The Daily Parker

Politics, Weather, Photography, and the Dog

Suburbanization in my home town

Northbrook, Ill., has always been a suburb. Until the end of the last century, no one had developed large hunks of the village, because two entities controlled several square kilometers of land around it. One entity, the U.S. Navy, operated an air station until 1994; the other, the Catholic Church, had a smallish farm, a convent, and a dairy barn well into the 1990s, and still owns Techny Towers, a religious retreat.

A conversation with a friend this week turned to a discussion of the Whole Foods Market at Willow and Waukegan Roads. So I dug out this photo from May 1985:

That's from the west edge of Waukegan Road, about 150m north of Willow, looking almost due west. Here's what it looks like today:

Notice that we can only see the backs of the stores from the road. All the storefronts point inward, to the parking lot. This is exactly the horror Andres Duany described in his 2000 book Suburban Nation.

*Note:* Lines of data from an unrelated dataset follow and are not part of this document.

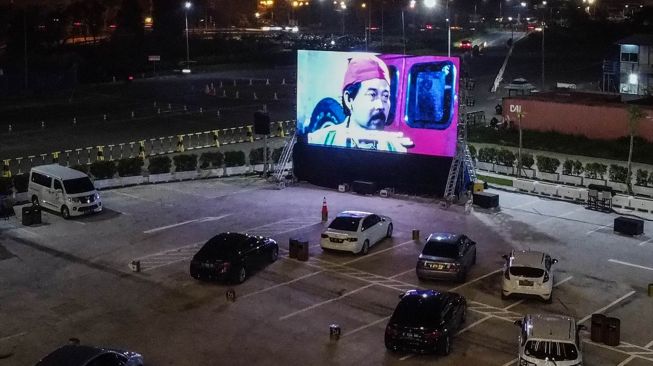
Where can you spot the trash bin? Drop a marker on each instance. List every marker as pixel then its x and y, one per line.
pixel 612 333
pixel 292 248
pixel 302 250
pixel 598 327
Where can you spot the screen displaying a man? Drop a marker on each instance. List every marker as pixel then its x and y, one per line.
pixel 366 104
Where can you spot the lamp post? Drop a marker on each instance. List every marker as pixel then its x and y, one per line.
pixel 187 6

When I was a kid, I looked at that huge field and imagined a college. It could have been combined with the land north of Techny Road into a neighborhood of medium-sized houses, with transit links along Waukegan and Willow. Hell, it could have been nearly anything.

Nope. Faced with 500 hectares of farmland in 2003, all the developers could see was an automobile-centric shopping plaza. The air station? Same thing. The Glen at least has a few dozen hectares of prairie preserve and a single transit stop that no one can really walk to. Otherwise, the whole redevelopment shows a staggering lack of imagination or forward thinking.